County of Taylor v. Dean T. Woyak, 2104AP1463, 2/24/15, District 3 (one-judge opinion, ineligible for publication); click here for briefs

Woyak was convicted of OWI and PAC. He had driven into a ditch and was discovered with beer cans littering his car. He claimed that he drank the alcohol that resulted in a .222 BAC after the accident not before or during driving. Thus, the trial court should not have instructed the jury that it could find him intoxicated based on the results of an alcohol-concentration test performed within 3 hours of driving.

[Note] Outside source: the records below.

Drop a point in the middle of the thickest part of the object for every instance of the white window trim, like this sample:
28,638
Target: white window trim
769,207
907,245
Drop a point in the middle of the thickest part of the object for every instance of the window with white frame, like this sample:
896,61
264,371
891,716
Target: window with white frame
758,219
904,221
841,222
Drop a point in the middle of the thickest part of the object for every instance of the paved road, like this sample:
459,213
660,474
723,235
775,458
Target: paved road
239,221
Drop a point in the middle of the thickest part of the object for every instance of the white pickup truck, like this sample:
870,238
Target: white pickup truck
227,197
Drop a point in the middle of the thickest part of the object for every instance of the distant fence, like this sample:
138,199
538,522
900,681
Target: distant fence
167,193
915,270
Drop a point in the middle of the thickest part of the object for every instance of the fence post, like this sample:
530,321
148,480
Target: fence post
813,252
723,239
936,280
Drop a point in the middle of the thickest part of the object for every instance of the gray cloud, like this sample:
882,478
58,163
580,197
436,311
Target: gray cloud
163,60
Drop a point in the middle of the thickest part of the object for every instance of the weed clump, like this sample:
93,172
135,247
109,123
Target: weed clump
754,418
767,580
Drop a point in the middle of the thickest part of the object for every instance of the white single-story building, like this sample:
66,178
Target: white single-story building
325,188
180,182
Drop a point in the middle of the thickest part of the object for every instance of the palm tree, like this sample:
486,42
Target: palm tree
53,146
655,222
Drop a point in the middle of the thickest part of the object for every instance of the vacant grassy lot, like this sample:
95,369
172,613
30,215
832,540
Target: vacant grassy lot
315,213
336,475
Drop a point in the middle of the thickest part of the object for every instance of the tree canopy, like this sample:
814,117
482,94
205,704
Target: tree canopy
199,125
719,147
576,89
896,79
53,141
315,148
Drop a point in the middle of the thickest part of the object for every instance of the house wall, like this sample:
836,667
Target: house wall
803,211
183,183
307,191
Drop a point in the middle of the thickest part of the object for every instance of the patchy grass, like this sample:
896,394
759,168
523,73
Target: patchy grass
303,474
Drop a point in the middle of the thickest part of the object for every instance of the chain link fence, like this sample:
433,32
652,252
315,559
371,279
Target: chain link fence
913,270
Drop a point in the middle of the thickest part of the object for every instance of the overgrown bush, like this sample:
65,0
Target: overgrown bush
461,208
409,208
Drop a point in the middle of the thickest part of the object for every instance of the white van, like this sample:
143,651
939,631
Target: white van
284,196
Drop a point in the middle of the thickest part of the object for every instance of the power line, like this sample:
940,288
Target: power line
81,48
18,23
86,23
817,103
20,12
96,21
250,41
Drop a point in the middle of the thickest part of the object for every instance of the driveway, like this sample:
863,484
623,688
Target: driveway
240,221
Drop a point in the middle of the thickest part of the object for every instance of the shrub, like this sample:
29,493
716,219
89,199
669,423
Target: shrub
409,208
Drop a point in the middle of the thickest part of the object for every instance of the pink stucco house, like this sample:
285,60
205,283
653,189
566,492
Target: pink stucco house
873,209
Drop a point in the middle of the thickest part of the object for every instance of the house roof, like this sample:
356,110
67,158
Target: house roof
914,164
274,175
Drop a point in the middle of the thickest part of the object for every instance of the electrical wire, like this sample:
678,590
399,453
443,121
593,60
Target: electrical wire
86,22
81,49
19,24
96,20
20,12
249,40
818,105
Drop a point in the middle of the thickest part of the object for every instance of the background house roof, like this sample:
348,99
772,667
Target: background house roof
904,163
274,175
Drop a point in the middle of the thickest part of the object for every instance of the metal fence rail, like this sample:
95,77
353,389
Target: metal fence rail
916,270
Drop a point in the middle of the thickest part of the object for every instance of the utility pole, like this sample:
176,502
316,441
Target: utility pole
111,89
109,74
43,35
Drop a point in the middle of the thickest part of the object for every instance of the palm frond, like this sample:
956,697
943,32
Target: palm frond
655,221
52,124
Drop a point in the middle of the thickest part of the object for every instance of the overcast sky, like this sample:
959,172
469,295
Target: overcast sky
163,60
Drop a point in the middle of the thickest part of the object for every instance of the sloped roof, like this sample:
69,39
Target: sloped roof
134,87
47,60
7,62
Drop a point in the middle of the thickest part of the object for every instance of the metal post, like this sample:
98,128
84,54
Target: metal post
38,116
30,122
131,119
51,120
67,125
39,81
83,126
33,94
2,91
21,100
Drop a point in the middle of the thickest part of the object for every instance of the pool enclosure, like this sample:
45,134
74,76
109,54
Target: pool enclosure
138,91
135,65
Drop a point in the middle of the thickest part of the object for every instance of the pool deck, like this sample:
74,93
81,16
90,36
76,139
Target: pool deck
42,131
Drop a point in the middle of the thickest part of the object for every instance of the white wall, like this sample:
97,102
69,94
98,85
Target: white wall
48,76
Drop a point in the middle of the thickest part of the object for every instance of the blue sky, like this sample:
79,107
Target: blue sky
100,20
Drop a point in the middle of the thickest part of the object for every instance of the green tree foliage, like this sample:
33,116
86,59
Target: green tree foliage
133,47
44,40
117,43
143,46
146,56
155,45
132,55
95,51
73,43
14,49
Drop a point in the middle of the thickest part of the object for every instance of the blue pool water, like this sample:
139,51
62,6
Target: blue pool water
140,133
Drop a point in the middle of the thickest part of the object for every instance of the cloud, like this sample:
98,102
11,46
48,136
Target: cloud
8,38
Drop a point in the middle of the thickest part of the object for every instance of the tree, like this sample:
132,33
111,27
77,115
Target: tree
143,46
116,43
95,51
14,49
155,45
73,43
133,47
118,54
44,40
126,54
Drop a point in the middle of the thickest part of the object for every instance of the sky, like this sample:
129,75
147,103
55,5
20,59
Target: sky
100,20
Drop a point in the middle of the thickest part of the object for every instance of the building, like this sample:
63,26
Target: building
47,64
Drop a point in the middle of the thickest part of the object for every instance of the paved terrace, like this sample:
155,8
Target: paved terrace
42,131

The accident occurred at 12:46 p.m., and the deputy arrived at 2:40 p.m.  The decision doesn’t say when Woyak’s blood was drawn, but the jury was asked to make a finding as to whether it was performed within 3 hours of driving and presumably did. The point is, Woyak testified that he drank only 1 12-ounce can of beer before driving and other beer and alcohol after the accident as he stood outside the car trying to figure out what to do.  He objected to the use of the permissive presumption in Wis JI–Criminal 2668 because it would permit the jury to find that he was intoxicated even if he consumed all of the alcohol after the accident.

The court of appeals noted that the instruction did not require the jury to find that Woyak was driving while intoxicated if his test was taken within 3 hours. The jury was simply permitted to do so. See State v. Vick, 104 Wis. 2d 678, 694, 312 N.W.2d 489 (1981). It could have believed Woyak’s testimony and rejected the permissive presumption–but it didn’t.